Pour les cyniques, si les choses sont cachées dans la nature, c'est qu'elles ne servent à rien. Tout ce qui est nécessaire à l'existence est à disposition de tout le monde. L'enseignement cynique c'est la voie courte vers la vertu, il n'y a pas besoin de longues théories. La voie brève, c'est la voie de l'exercice, la voix longue, la voie du discours.

 

4. Le cynisme a eu un mode de traditionnalité particulier

Pour transmettre ces schémas de vie, les cyniques n'usent pas d'un enseignement théorique, mais usent de modèles, de récits et d'anecdotes. Ces récits sont attribués soit à des figures historiques, soit à des pères fondateurs. Il est donc dur de retrouver le noyau de leur doctrine. 

Classiquement, la philosophie avait une traditionnalité doctrinale : réactualiser un noyau de pensées primitif, ce qui maintient un sens par-delà l'oubli.

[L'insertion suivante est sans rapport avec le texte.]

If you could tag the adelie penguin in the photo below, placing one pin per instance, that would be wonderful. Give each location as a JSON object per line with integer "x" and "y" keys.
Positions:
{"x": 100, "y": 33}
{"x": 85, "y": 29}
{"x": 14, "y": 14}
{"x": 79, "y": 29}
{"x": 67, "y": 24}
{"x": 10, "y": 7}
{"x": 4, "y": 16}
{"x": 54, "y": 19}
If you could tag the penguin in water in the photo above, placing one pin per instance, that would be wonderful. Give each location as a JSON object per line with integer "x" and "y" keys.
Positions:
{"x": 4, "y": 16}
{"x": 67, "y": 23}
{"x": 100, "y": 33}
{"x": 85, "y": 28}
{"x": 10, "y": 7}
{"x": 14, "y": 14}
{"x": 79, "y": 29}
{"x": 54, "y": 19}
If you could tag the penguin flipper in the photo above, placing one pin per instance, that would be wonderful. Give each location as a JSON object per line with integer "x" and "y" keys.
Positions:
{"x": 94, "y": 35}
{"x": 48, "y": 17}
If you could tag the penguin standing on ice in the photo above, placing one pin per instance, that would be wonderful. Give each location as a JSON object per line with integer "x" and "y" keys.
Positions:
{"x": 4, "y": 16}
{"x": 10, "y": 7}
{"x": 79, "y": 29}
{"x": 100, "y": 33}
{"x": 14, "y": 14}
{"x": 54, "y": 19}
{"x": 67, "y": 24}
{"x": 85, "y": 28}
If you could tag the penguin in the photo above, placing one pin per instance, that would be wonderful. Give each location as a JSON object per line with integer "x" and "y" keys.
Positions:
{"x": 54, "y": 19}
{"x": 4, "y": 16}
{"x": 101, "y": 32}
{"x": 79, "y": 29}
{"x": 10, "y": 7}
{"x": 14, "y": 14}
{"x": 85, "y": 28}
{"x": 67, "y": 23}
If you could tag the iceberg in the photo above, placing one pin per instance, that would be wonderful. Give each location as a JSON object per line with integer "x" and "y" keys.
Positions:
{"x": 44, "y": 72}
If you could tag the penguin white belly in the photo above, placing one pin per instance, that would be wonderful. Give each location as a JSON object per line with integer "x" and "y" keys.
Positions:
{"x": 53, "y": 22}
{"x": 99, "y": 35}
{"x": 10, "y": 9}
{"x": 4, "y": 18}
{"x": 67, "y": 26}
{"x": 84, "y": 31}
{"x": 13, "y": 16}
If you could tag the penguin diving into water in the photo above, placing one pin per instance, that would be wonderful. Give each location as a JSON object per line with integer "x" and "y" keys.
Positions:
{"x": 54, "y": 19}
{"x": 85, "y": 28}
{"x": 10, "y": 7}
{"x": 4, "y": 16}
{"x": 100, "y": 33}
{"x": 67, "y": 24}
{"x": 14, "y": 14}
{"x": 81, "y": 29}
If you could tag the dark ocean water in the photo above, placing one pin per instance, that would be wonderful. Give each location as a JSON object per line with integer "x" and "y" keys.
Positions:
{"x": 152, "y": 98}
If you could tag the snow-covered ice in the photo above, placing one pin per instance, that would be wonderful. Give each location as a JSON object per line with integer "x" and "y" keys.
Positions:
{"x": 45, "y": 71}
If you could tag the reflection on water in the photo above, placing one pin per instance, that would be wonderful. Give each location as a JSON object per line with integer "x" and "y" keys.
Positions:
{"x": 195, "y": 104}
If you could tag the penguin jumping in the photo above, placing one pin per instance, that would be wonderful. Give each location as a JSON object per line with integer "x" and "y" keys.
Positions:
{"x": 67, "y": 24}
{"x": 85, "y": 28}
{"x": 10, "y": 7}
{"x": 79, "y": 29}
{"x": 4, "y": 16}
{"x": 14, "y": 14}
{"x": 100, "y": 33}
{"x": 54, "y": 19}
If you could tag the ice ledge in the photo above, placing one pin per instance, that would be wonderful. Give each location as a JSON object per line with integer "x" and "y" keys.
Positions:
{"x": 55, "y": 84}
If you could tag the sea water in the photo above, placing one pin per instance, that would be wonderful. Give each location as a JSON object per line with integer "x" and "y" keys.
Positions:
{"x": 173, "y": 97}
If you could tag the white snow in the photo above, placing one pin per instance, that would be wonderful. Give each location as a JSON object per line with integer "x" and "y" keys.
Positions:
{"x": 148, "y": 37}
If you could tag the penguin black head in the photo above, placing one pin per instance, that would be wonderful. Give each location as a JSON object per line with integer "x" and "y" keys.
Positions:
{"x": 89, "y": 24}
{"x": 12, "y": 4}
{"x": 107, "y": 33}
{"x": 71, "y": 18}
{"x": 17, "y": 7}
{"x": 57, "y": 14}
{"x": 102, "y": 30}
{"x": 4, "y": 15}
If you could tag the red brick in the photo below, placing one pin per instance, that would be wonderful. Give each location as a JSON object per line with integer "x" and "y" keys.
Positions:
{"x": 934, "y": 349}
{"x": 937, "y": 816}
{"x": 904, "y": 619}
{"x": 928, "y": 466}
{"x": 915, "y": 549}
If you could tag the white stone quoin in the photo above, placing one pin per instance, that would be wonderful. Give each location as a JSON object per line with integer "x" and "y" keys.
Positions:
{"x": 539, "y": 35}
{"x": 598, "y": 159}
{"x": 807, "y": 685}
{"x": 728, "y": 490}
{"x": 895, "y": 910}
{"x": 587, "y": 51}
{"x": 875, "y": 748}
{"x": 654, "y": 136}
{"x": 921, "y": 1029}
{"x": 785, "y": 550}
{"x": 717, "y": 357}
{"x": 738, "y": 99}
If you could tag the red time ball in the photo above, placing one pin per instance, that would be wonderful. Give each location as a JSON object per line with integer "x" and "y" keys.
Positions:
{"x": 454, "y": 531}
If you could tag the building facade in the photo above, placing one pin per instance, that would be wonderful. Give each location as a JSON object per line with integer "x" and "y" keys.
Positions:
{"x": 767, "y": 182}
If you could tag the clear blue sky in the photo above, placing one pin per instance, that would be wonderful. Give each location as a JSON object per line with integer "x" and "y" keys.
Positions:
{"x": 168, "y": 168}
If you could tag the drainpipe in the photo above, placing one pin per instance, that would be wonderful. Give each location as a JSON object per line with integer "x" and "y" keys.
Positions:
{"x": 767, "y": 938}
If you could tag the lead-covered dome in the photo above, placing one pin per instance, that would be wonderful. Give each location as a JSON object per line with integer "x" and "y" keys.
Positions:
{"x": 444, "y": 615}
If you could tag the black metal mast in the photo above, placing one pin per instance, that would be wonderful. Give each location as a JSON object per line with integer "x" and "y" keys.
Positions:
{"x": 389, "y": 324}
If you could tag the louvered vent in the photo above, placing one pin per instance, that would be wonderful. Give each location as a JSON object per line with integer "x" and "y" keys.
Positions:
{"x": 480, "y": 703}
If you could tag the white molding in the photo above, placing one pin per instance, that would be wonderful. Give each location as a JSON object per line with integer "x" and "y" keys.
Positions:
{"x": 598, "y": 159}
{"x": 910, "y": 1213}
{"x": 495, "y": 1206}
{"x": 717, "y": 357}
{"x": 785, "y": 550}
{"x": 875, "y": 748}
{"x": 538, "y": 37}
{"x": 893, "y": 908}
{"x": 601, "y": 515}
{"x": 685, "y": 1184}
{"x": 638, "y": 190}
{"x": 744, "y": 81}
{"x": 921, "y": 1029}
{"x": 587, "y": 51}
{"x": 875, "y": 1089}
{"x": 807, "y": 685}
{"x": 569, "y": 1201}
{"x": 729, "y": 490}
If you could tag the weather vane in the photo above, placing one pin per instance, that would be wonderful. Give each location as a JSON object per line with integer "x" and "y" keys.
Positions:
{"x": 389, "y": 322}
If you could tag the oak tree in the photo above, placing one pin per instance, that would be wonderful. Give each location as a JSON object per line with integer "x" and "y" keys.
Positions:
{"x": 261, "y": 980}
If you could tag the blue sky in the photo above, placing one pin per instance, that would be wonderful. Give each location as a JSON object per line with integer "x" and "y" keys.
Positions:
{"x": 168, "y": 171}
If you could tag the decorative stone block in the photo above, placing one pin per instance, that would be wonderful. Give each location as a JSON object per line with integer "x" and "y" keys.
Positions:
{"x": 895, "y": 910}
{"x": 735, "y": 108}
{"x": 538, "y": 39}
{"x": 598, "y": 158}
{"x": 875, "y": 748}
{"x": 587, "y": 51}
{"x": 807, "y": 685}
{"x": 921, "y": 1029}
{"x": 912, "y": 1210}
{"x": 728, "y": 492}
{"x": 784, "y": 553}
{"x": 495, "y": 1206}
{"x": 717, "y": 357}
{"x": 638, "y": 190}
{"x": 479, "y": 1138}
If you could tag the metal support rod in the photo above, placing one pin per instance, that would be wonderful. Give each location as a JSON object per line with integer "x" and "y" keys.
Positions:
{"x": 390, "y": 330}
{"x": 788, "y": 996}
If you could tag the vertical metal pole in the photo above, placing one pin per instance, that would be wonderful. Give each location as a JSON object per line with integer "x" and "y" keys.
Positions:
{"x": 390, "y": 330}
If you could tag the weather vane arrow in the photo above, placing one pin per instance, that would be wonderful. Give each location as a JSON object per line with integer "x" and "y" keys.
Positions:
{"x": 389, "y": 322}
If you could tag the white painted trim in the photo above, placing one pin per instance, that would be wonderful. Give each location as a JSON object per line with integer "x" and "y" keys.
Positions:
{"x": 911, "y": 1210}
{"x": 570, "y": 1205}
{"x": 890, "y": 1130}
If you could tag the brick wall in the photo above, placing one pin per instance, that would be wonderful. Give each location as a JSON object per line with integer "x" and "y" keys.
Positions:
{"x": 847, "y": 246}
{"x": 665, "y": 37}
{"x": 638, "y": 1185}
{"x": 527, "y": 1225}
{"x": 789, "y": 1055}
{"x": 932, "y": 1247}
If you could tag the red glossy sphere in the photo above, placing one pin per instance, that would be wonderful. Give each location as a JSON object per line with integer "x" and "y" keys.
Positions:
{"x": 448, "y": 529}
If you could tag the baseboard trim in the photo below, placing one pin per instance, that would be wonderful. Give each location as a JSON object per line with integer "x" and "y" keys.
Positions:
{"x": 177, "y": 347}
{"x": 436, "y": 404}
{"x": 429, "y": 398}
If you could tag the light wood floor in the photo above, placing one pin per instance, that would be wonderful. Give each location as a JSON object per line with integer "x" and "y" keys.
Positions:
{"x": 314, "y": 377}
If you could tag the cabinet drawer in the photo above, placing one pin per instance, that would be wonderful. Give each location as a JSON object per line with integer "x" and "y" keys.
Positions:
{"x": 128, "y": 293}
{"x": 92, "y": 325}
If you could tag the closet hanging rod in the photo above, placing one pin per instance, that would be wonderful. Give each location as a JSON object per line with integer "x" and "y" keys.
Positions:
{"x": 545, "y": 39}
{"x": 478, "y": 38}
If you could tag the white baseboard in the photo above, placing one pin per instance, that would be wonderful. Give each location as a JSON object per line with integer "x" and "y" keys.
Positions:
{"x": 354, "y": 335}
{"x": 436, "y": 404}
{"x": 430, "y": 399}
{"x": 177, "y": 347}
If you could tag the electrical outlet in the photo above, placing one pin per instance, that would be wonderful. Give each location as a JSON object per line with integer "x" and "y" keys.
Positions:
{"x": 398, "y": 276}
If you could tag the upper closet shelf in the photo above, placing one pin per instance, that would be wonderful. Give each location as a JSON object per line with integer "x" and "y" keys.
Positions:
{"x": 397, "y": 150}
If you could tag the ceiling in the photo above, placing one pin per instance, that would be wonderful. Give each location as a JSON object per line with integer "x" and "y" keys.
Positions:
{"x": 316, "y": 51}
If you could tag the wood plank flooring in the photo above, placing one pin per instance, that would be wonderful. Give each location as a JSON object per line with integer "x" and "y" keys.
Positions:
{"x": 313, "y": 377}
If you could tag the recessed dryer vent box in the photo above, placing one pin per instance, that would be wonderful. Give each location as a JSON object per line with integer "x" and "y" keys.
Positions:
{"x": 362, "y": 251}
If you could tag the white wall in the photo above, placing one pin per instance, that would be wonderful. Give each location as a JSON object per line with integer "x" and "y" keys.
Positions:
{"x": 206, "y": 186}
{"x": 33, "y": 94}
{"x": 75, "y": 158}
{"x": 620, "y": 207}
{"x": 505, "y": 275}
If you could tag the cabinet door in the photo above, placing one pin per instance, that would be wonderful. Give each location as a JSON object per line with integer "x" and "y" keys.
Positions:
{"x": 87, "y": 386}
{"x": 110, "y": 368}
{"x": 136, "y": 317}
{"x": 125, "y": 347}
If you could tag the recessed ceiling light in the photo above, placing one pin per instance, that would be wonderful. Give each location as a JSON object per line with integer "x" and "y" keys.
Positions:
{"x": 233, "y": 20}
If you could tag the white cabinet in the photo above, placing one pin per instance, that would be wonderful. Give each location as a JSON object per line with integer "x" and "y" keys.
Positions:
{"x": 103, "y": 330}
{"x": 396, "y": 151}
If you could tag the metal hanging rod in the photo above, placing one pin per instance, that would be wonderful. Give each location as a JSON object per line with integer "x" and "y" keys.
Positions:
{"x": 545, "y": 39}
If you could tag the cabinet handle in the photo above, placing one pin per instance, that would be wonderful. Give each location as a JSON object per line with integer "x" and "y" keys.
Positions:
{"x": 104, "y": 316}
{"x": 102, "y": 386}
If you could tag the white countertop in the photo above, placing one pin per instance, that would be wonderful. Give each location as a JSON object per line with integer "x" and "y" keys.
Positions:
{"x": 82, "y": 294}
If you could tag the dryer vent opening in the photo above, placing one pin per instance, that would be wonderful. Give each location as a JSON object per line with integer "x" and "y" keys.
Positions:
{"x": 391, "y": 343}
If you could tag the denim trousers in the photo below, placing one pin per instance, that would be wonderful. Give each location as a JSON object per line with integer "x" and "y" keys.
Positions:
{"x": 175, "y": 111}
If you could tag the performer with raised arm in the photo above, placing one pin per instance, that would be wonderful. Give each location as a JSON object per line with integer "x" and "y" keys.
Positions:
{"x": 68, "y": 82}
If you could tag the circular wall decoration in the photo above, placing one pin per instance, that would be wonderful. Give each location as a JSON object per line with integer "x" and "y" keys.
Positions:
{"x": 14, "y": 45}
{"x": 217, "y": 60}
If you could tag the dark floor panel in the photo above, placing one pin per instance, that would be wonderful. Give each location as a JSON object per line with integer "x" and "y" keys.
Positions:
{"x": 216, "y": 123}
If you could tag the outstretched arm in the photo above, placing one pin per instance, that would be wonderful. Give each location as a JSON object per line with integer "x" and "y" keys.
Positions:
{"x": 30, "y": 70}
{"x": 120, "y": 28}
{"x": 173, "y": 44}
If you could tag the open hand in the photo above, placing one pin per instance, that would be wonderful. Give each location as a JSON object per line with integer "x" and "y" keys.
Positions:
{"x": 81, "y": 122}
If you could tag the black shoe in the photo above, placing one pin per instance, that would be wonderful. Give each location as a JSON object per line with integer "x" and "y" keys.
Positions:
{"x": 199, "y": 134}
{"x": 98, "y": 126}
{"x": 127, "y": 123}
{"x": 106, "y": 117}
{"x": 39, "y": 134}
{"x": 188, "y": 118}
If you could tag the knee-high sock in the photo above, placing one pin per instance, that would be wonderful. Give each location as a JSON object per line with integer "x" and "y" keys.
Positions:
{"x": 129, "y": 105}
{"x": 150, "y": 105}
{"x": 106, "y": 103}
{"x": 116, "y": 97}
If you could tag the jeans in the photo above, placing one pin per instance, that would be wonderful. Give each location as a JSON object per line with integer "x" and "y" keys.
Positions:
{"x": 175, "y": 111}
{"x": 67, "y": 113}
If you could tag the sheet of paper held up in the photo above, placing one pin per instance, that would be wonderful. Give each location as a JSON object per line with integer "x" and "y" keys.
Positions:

Le cynisme a pratiqué une traditionnalité d'existence : remémorer des éléments et des épisodes de vie qu'il s'agit d'imiter non pas parce qu'ils auraient été oubliés, mais parce que nous ne serions plus maintenant à la hauteur de ces exemples, à cause d'une déchéance, d'un affaiblissement, d'une décadence. L'objectif est de restituer la force d'une conduite par-delà un affaiblissement moral.

 

Le héros philosophique

On voit apparaître chez les cyniques la figure du héros philosophique. Le héros philosophique n'est plus le sage, mais n'est pas encore le saint. La tradition cynique a transmis l'idée de la vie philosophique comme vie héroïque. À partir de là on pourrait se faire une autre idée d'une histoire de la philosophie. Non pas une histoire des doctrines philosophiques, mais une histoire des formes, modes et styles de vie. Une histoire de la vie philosophique comme forme d'éthique et d'héroïsme.

Cet héroïsme philosophique, qui n'a plus trouvé sa place dans la philosophie devenue métier d'enseignant, s'est déplacé et transformé dans le champ politique : la vie révolutionnaire.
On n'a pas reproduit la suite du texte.